R.- Avec 76 ans, Bergoglio a fait 12 ans de pontificat. Personne ne le sait mais pourrait être un long pontificat. Ce sera un pontificat intéressant. Il a déjà été vu dans ces premiers gestes. On pourrait s'attendre à des réformes décisives. Ils se consolideront, mais tout est très prématuré.
P.- Maintenant que le conclave a adopté, quelles familles ont agi à l'intérieur?
R.- Il n'y a pas de secteur que des profils et le profil qui devaient être recherchés était celui d'un homme consensuel parce que la majorité est extrêmement élevée grâce à cette folie conditionnée par les nominations de Francisco. Heureusement, le pape François a eu le sentiment de ne pas la toucher. Ce ne pouvait pas être un extrémiste d'un côté ou un extrémiste d'un autre. Il ne pouvait pas être perçu comme un continuateur de Francisco, comme quelqu'un qui continue mais différent parce qu'il a exercé le pouvoir d'une manière aussi absolue et autoritaire. Il a lui-même dit qu'il était « un peu autoritaire » et avait ses raisons parce qu'il arrive à Rome et a deux curies qui ont créé de nombreux problèmes: la curie générale des jésuites et la curie urbaine. Les cardinaux ont dû trouver un moyen de réformer l'exercice du pouvoir papal. C'est ce que Jean-Paul II a demandé en 1998. L'année dernière, la Dicastery, l'organisme qui traite de l'union des chrétiens, a publié un texte très intéressant, intitulé Primate de Pedro, où les réactions à l'encyclique de Jean-Paul II sont collectées.
P.- Nous avons vu ces jours-ci comment, des États-Unis, Trump a examiné le choix papal. Quel rôle l'Église catholique américaine a-t-elle joué?
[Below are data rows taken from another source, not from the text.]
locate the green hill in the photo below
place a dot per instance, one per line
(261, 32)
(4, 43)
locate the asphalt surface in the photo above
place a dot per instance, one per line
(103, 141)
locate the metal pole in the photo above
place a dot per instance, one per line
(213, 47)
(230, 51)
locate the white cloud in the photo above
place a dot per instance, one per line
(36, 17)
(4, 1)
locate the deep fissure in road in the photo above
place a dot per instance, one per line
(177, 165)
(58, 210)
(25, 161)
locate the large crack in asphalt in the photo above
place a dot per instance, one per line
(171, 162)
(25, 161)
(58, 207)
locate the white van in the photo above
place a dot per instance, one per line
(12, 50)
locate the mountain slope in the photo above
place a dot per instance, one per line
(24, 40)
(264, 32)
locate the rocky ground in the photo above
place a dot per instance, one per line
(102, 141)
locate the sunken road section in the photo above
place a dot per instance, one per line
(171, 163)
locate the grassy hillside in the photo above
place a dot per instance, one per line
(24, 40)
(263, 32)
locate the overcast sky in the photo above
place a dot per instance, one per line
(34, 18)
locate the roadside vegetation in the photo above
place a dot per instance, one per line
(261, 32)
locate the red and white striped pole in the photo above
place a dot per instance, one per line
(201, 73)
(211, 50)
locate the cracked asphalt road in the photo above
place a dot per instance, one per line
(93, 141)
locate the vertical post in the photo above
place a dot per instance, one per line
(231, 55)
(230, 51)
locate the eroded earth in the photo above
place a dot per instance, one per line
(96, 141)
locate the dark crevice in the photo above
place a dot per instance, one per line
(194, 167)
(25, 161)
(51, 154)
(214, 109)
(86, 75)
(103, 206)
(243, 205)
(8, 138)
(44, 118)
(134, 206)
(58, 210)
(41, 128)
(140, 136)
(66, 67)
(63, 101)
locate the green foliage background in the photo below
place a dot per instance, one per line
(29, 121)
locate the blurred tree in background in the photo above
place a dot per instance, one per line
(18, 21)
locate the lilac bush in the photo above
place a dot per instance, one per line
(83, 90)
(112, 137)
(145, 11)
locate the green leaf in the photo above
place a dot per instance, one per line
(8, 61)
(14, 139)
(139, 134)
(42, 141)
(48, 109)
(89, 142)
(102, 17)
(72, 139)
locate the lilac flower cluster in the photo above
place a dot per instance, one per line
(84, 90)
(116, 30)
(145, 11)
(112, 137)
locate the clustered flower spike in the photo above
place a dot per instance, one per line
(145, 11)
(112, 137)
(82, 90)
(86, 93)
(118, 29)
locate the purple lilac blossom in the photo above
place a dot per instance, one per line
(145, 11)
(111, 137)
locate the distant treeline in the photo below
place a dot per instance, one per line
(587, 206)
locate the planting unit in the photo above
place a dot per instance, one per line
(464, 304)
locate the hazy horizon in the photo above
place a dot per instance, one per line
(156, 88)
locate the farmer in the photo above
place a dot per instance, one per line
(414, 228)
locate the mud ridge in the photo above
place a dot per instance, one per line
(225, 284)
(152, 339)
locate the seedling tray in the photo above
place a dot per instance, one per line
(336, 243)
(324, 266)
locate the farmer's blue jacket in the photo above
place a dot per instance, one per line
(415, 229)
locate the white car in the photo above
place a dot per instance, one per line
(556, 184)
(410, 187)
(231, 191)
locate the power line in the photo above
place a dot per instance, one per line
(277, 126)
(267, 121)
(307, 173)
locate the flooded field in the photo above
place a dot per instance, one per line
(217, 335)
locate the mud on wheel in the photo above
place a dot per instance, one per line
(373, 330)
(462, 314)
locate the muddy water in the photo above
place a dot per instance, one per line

R.- C'est une église qui a beaucoup d'argent, avec des catholiques convaincus mais polarisés entre les conservateurs qui sont la majorité entre l'épiscopat et le clergé et les fidèles qui sont plus ou moins divisés. C'est un catholicisme très différent.
Q.- Si le Vatican était un patient, quelle partie prescrireait-il?
A.- Le quartier général de Rome a près de 20 siècles. Quel que soit l'âge, il est malade, mais le pronostic n'est pas mortel. C'est la revendication d'une institution qui doit examiner une réalité au-delà du temps et qui montre très évident dans la chapelle Sixtine, où il y a une célébration de la papauté romaine qui est rendue chronologiquement.
P.- Pendant la papauté de Francisco, il y a eu beaucoup de réformes, mais vous dites que peu de progrès ont été réalisés. « Seulement des mots », insiste-t-il. La réforme inévitable est-elle?
R.- Il est urgent parce que le patient souffre de l'exaspération du pouvoir papal par Francisco. Une données comme une anecdote: il était diabétique et il s'avère qu'il aimait les alfajores et les bonbons. Maintenant, l'église doit faire son propre régime alimentaire.